Five large fibreglass water vessel sculptures stood in a row in a large bright exhibition space. On the side of one of the sculptures it reads “Lovely Gift From Blessed Land”.

At The Table with Alia Farid

Joined by Bridget Guarasci and Amal Khalaf

16 November 2023
19:00 GMT
Online
Free
Click here to book now

Presented in partnership with British Council Wales, Artes Mundi presents our free At The Table talks series for AM10. 

 

Alia Farid will be in conversation with Environmental Anthropologist Bridget Guarasci and Amal Khalaf, Curator, Artist and Director of Programmes at Cubitt, London.

 

The At The Table series brings together the voices of the seven AM10 artists alongside those of international curators, artists, historians, thinkers and writers in a series of roundtable discussions. The talks will centre on themes and ideas present in the artist’s work and the interwoven relationship between histories and practices, locally to internationally. 

 

Imagining we are sitting around a table sharing conversation and exchanging ideas, this event is a chance to hear different concerns and perspectives while getting to know the artist and their work. 

 

The talk will be interpreted in BSL and live captions will be provided.

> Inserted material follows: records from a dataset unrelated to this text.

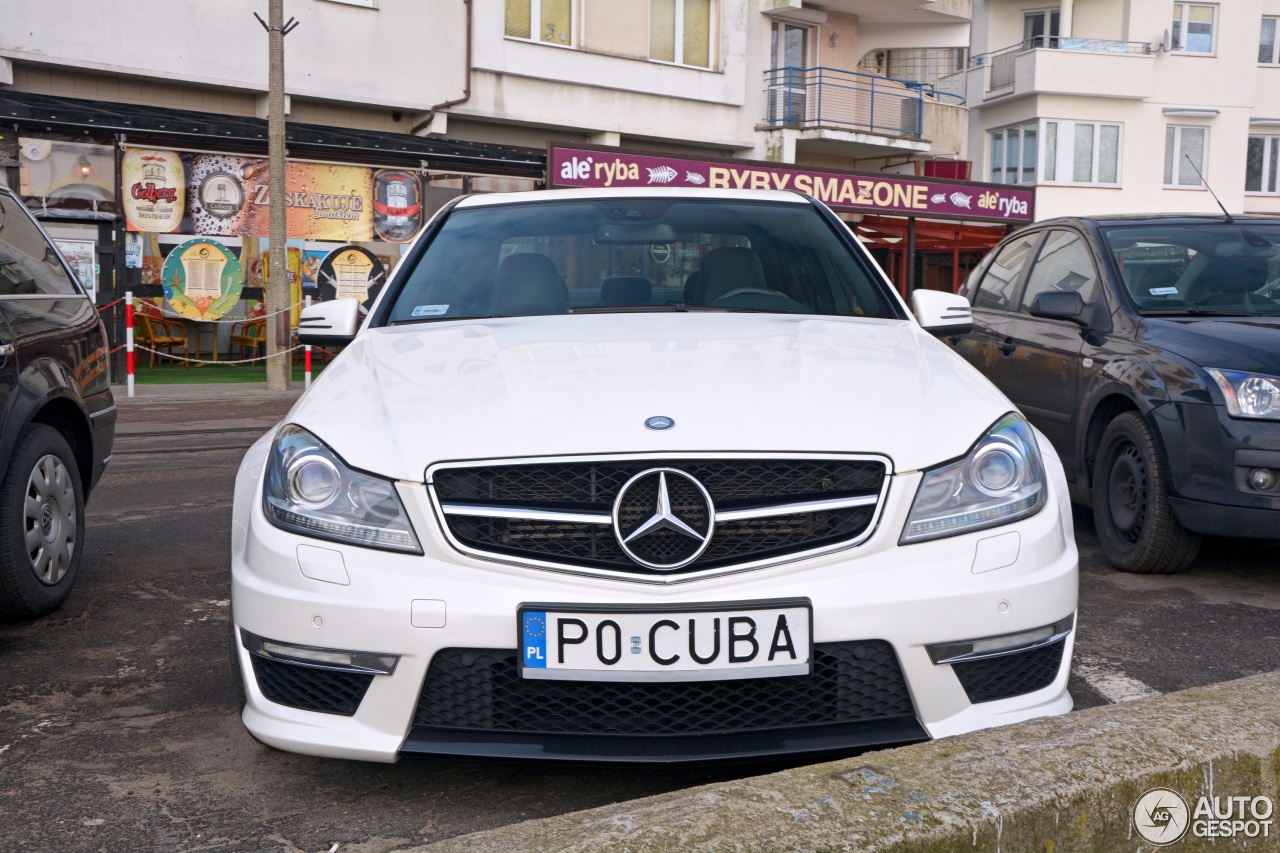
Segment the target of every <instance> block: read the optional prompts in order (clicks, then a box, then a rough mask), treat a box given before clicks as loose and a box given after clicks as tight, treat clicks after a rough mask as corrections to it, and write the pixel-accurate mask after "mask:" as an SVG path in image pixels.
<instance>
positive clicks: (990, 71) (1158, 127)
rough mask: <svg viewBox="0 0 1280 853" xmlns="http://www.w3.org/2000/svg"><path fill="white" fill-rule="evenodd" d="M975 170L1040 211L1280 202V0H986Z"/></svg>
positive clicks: (1059, 211) (984, 18)
mask: <svg viewBox="0 0 1280 853" xmlns="http://www.w3.org/2000/svg"><path fill="white" fill-rule="evenodd" d="M973 15H974V17H973V42H972V58H970V65H969V68H968V70H966V72H965V88H964V91H965V95H966V99H968V104H969V108H970V114H972V118H970V131H969V150H970V152H972V154H973V161H974V172H975V177H978V178H980V179H986V181H993V182H996V183H1010V184H1020V186H1027V187H1034V190H1036V196H1037V218H1038V219H1046V218H1050V216H1057V215H1071V214H1101V213H1158V211H1189V213H1216V211H1219V206H1217V204H1216V202H1215V200H1213V197H1212V195H1211V192H1210V188H1212V192H1213V193H1216V195H1217V196H1219V199H1221V201H1222V204H1224V205H1225V206H1226V207H1228V210H1230V211H1231V213H1266V214H1271V213H1280V190H1277V163H1280V160H1277V158H1280V36H1277V26H1280V0H1220V1H1217V3H1208V1H1199V0H1197V1H1194V3H1183V1H1174V0H1061V1H1060V3H1052V1H1050V3H1046V1H1044V0H975V3H974V9H973Z"/></svg>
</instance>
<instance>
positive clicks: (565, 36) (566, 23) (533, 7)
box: [506, 0, 573, 47]
mask: <svg viewBox="0 0 1280 853" xmlns="http://www.w3.org/2000/svg"><path fill="white" fill-rule="evenodd" d="M506 32H507V35H508V36H511V37H512V38H529V40H531V41H540V42H545V44H549V45H561V46H563V47H572V46H573V3H572V0H507V28H506Z"/></svg>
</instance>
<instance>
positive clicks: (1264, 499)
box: [1151, 403, 1280, 539]
mask: <svg viewBox="0 0 1280 853" xmlns="http://www.w3.org/2000/svg"><path fill="white" fill-rule="evenodd" d="M1151 419H1152V420H1153V421H1155V424H1156V427H1157V428H1158V430H1160V439H1161V443H1162V444H1164V447H1165V453H1166V459H1167V460H1169V473H1170V479H1171V483H1172V485H1171V494H1170V501H1169V502H1170V505H1171V506H1172V508H1174V514H1175V515H1176V516H1178V521H1179V524H1181V525H1183V526H1184V528H1187V529H1188V530H1192V532H1194V533H1203V534H1208V535H1224V537H1243V538H1262V539H1277V538H1280V485H1277V487H1276V488H1274V489H1271V491H1267V492H1260V491H1256V489H1252V488H1249V485H1248V483H1247V480H1245V474H1247V473H1248V470H1249V469H1252V467H1271V469H1272V470H1276V471H1277V473H1280V423H1277V421H1267V420H1249V419H1242V418H1229V416H1228V415H1226V412H1225V410H1224V409H1222V407H1221V406H1213V405H1207V403H1169V405H1165V406H1158V407H1156V409H1155V410H1152V412H1151Z"/></svg>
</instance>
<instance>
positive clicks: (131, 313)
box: [124, 291, 133, 397]
mask: <svg viewBox="0 0 1280 853" xmlns="http://www.w3.org/2000/svg"><path fill="white" fill-rule="evenodd" d="M124 364H125V370H124V375H125V379H124V383H125V387H127V388H128V391H127V392H125V393H127V394H128V396H129V397H132V396H133V291H124Z"/></svg>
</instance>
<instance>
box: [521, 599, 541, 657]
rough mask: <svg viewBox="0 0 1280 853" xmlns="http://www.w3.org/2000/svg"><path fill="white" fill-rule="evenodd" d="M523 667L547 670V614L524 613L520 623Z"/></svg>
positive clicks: (538, 613)
mask: <svg viewBox="0 0 1280 853" xmlns="http://www.w3.org/2000/svg"><path fill="white" fill-rule="evenodd" d="M520 634H521V638H520V647H521V648H522V649H524V658H525V666H526V667H530V669H534V667H536V669H547V613H545V612H538V611H526V612H525V615H524V619H521V622H520Z"/></svg>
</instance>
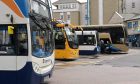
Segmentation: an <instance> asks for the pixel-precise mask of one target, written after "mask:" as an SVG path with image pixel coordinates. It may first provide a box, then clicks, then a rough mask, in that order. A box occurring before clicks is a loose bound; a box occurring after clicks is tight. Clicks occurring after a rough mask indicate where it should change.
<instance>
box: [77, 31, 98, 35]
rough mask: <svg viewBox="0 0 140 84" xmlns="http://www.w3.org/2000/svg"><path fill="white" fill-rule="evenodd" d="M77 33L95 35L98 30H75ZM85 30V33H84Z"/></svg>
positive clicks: (79, 33)
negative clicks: (93, 30)
mask: <svg viewBox="0 0 140 84" xmlns="http://www.w3.org/2000/svg"><path fill="white" fill-rule="evenodd" d="M75 32H76V34H77V35H82V34H83V35H95V34H96V31H75ZM82 32H83V33H82Z"/></svg>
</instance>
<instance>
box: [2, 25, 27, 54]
mask: <svg viewBox="0 0 140 84" xmlns="http://www.w3.org/2000/svg"><path fill="white" fill-rule="evenodd" d="M13 31H14V33H13V34H9V33H8V25H1V26H0V38H1V39H0V55H22V56H24V55H27V53H28V48H27V45H28V43H27V32H26V31H27V29H26V26H25V25H15V29H14V30H13ZM16 37H18V38H16ZM22 43H25V44H24V45H23V44H22Z"/></svg>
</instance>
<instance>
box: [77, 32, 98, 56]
mask: <svg viewBox="0 0 140 84" xmlns="http://www.w3.org/2000/svg"><path fill="white" fill-rule="evenodd" d="M76 35H77V36H78V39H79V40H78V41H79V54H80V55H95V54H98V53H100V47H99V36H98V32H97V31H82V30H81V31H76Z"/></svg>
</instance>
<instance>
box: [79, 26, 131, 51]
mask: <svg viewBox="0 0 140 84" xmlns="http://www.w3.org/2000/svg"><path fill="white" fill-rule="evenodd" d="M81 27H82V28H83V30H84V31H93V30H96V31H98V32H99V34H100V33H109V34H110V37H111V41H112V43H111V48H113V49H112V51H111V52H112V53H113V52H116V53H117V52H118V53H127V52H128V50H129V48H128V46H127V45H128V44H127V36H128V33H127V29H126V27H125V26H124V25H123V24H108V25H88V26H81Z"/></svg>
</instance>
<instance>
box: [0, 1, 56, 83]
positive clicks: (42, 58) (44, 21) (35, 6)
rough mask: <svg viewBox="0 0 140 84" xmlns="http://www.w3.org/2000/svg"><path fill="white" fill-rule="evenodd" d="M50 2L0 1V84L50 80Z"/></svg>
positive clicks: (37, 1) (50, 12)
mask: <svg viewBox="0 0 140 84" xmlns="http://www.w3.org/2000/svg"><path fill="white" fill-rule="evenodd" d="M51 11H52V10H51V3H50V0H0V84H40V83H41V82H42V81H44V78H45V77H48V76H49V77H51V75H52V70H53V67H54V39H53V29H52V25H51V19H52V15H51V14H52V13H51Z"/></svg>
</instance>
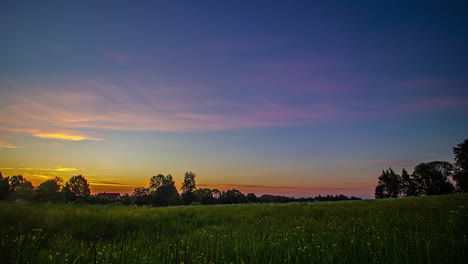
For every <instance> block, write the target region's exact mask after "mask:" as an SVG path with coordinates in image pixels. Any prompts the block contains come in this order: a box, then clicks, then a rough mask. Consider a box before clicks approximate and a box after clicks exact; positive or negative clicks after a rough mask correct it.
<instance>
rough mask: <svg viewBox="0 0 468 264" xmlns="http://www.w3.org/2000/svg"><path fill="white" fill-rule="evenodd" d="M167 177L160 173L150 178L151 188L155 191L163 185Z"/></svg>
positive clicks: (149, 184)
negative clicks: (162, 174) (160, 186)
mask: <svg viewBox="0 0 468 264" xmlns="http://www.w3.org/2000/svg"><path fill="white" fill-rule="evenodd" d="M165 179H166V177H165V176H164V175H162V174H158V175H156V176H153V177H151V178H150V183H149V189H150V191H152V192H155V191H156V190H157V189H158V188H159V187H160V186H161V185H163V181H164V180H165Z"/></svg>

Credit: Filmmaker and Sculptor Alia Farid

Credit: Bridget Guarasci Headshot June 2021

Credit: Amal Khalaf by Christa Holka 2023

Alia Farid (b 1985) lives and works in Kuwait and Puerto Rico. Her work meditates on the intimacies of everyday objects that have been made, put to use, or operationalised by hand – mundane drinking vessels, manufacturing belts, family movies made on handheld cameras, artisanal tapestry – to excavate histories of loss and to forge pathways towards the rediscovery of shared personal connection. In material form, her works actualise conversations among people and the ecologies they inhabit in order to bring sublimated histories back to the surface, excavate material traces of the everyday, and evidence forms of creative expression that are often overlooked. 

 

 

Bridget Guarasci is Associate Professor of Anthropology at Franklin & Marshall College. She is an environmental anthropologist whose work examines the intersections of war and ecological life in the Arab-majority world. Her forthcoming book Warzone Ecology: Iraq’s Marshes as Battlegrounds considers how the management of nature during the US occupation and UN reconstruction of Iraq was particularly vicious warfare because of the way marshlands conservationists targeted not just life form, but the life systems it depends on. She has published with International Journal of Middle East Studies, Arab Studies Journal, Journal of Contemporary Iraq and the Arab World, the Annual Review of Anthropology, and the Society for Cultural Anthropology’s Theorizing the Contemporary series as well as with Brown University’s Costs of War project and Slate magazine.   

 

 

Amal Khalaf is a curator and artist and currently Director of Programmes at Cubitt, Civic Curator at the Serpentine Galleries, and co-curator of the forthcoming Sharjah Biennial in 2025. Here and in other contexts she has developed residencies, exhibitions, produced films, publications and collaborative research projects at the intersection of arts and social justice, grounded in an ongoing study of radical pedagogy.  Recent projects include Radio Ballads (2019-22) and Sensing the Planet (2021). She is a founding member of artist collective GCC, a trustee of Mophradat, Athens; not/nowhere, London and Art Night, London. In 2019 she curated Bahrain’s pavilion for Venice, in 2018 she co-curated an international arts and social justice conference called Rights to the City and in 2016 she co-directed the 10th edition of the Global Art Forum, Art Dubai.  She has produced several artist films in the last decade, including RAFTS by Rory Pilgrim, currently nominated for the Turner Prize 2023.